Study results suggest signal, not just novelty

The early study involved 120 volunteers: 70 healthy controls and 50 people with major depression. The difference in play behavior between the groups was not just visible on average; it also correlated with how severe a participant’s depression was reported to be.

That matters because screening tools are more useful when they do more than sort people into two broad bins. A measure that moves with symptom intensity has a better chance of supporting monitoring, treatment adjustment, or follow-up assessments.

The researchers describe the tool as something they ultimately hope could function like a basic clinical instrument, offering a quick read on a difficult-to-measure psychiatric symptom. That is an ambitious goal, but the appeal is obvious. Depression diagnosis still depends heavily on interviews, questionnaires, and self-reported symptoms that can fluctuate with context or be difficult for patients to describe.

Why clinicians may care

Mental health screening is often constrained by time, access, and subjectivity. A digital behavioral task that can be completed on a phone in minutes could fit into primary care, specialty clinics, or remote care models more easily than longer evaluations.

It may also help with a part of depression that clinicians and patients both struggle to quantify. Anhedonia is widely recognized as central to many depressive episodes, yet it can be hard to evaluate in a standardized way. People may know that joy feels muted, but not have a clear vocabulary for how that impairment shows up moment to moment.
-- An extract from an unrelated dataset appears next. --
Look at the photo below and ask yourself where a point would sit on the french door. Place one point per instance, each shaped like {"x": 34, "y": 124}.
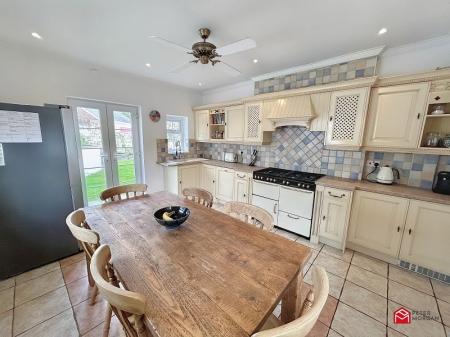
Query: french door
{"x": 108, "y": 146}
Behavioral tools can sometimes capture those distortions indirectly. Instead of asking patients how they feel about reward, they observe how patients behave when reward conditions change. That can be especially useful when symptoms are subtle or when a person’s own account does not fully capture their functional state.

Important limits remain

This is still early-stage work. The source text describes the study as research in volunteers, not a deployed clinical test, and the FDA clearance process has not been completed. That means the game should be viewed as a promising candidate, not an established diagnostic standard.

There are also broader questions that future studies would need to address. A behavioral pattern linked to depression in one sample may not generalize cleanly across age groups, cultures, medication status, or coexisting psychiatric conditions. Anxiety, attention differences, fatigue, and familiarity with smartphone games could all influence behavior in ways that must be untangled.

Even if the signal proves robust, a game like this would likely complement, not replace, traditional assessment. Depression is too heterogeneous to reduce to one digital measure. But a fast behavioral tool could still be valuable as part of a larger evaluation toolkit.

A bigger shift in psychiatry

The deeper significance of the work is methodological. Psychiatry has long sought better objective measures of mental states without reducing complex experiences to crude biomarkers. Digital tasks offer one possible middle path. They do not claim to directly read the brain, but they can quantify behavior in controlled settings that are difficult to recreate with questionnaires alone.

If successful, the NYU game would fit into that emerging category: brief, scalable, behavior-based instruments that translate cognitive or emotional theories into data. That could improve screening, support treatment monitoring, and help match symptoms to mechanisms more precisely.

For now, the strongest takeaway is that a carefully designed three-minute task produced meaningful differences between depressed and non-depressed participants in a study built around a core symptom of illness. That is enough to make the tool worth watching.

Depression remains one of medicine’s most common and disabling conditions. Any technique that can make it easier to detect a central feature quickly, consistently, and outside a specialist setting will attract attention. This game is not there yet, but it is aiming at a real clinical gap.